Phase 1 involved a 360-degree plan to drive people to the walkers.co.uk website to submit their suggestions. Jointly-viewed TV airtime and rich media in online community sites stimulated people to invent and discuss their flavour ideas with one another. Walkers also launched its first WAP site and increased its e-customer relationship management fanbase to more than 600,000 consumers. Radio DJs hosted ‘flavour sports day’ promotions. The ‘Flavour Army’ took flavour fun to the streets, to events and onto Facebook.

The media plan in phase 3 set out to recreate the feel of a general election. This, after all, was an issue of national importance, in which every responsible citizen should take a side. The aim was not only to get consumers to vote, but to be vocal about which flavours they loved (as well as those which they didn’t). Rich online and mobile advertising for each flavour encouraged people to vote to keep their favourite. Finalists collected ‘grass roots’ support through online communities, including individual campaign pages on Facebook. Tying ‘the election’ together, the ‘campaign trail’ was filmed and broadcast in a behind-the-scenes documentary series with Yahoo TV: ‘Do Us a Flavour News’.

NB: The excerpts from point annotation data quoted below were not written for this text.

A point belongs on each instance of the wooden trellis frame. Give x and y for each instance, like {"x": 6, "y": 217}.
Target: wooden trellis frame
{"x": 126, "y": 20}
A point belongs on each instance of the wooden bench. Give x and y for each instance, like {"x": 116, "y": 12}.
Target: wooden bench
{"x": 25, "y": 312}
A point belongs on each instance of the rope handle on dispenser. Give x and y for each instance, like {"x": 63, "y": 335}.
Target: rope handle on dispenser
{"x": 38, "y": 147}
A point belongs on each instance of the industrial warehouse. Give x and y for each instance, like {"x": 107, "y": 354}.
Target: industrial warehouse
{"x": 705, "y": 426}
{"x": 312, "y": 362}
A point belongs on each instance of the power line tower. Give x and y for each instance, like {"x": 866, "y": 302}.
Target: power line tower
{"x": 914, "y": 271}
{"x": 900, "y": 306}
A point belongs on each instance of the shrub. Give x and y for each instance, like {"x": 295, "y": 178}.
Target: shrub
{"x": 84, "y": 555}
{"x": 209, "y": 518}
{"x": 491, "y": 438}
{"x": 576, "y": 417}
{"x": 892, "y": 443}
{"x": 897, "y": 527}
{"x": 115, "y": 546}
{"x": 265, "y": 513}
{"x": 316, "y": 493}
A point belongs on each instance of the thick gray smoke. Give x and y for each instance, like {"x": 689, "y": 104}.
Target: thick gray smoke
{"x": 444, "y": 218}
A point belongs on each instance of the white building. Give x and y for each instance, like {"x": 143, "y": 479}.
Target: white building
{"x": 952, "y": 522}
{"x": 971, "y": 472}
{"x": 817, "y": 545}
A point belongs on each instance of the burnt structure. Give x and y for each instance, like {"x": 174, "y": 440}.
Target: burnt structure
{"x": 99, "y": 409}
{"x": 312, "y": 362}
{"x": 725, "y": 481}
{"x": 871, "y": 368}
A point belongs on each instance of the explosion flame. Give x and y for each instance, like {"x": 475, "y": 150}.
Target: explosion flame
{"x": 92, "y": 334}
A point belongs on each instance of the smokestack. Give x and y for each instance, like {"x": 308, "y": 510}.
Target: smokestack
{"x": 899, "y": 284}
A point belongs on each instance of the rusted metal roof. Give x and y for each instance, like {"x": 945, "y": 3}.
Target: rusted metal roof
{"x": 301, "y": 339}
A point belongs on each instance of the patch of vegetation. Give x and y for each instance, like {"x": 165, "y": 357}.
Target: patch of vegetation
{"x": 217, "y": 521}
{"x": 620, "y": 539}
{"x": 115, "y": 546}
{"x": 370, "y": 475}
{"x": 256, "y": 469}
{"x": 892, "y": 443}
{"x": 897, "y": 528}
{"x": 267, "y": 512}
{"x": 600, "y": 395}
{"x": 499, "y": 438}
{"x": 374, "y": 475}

Finally, after weeks of frantic campaigning and voting, there was a winner. The nation chose Builders’ Breakfast to be the next new Walkers flavour. News of the result was splashed all over the national press and, of course, was broken in ‘Do Us a Flavour News’.

Winning in every way

‘Do us a flavour’ idea engaged the public for almost a year and the campaign enjoyed exceptional results:

  • Over one million flavour suggestions were received — 1,213,853 to be exact — three times the original forecast.
  • Over a million votes were cast by the time the winner was announced on May 6th 2009.
  • There were 4.3 million visits to walkers.co.uk with four-to-nine minutes spent on site.
  • Over 700 pieces of public relations (PR) coverage worth an estimated at £6.5 million were generated.
  • The company attracted 27,000 fans to Facebook as well as 820,000 video views on the website, Yahoo and other sites.

Not only did the campaign change behaviour, but more importantly, brand perceptions and the business were changed:

  • The brand saw increases in advertising recall across all media (+7% on average), and positive image shifts, not just on flavour associations but also innovation (+14%), and popularity (+15%).
  • The campaign drove +4.4 brand penetration, especially among younger, more upmarket buyers (so important to a brand’s future).
  • It also significantly increased the average number of flavours among core Walkers buyers (from 2.9 to 4.8).
  • Over the campaign period, the crisps and snacks category grew +8.7% in sales value year-on-year (YOY). The ‘Do us a flavour’ idea outperformed this by a considerable margin, delivering a +14.7% YOY sales value uplift. Walkers also achieved its highest value market share for three years.

Beyond the numbers, ‘Do us a flavour’ brought out the best in hundreds of Walkers employees across the whole organisation.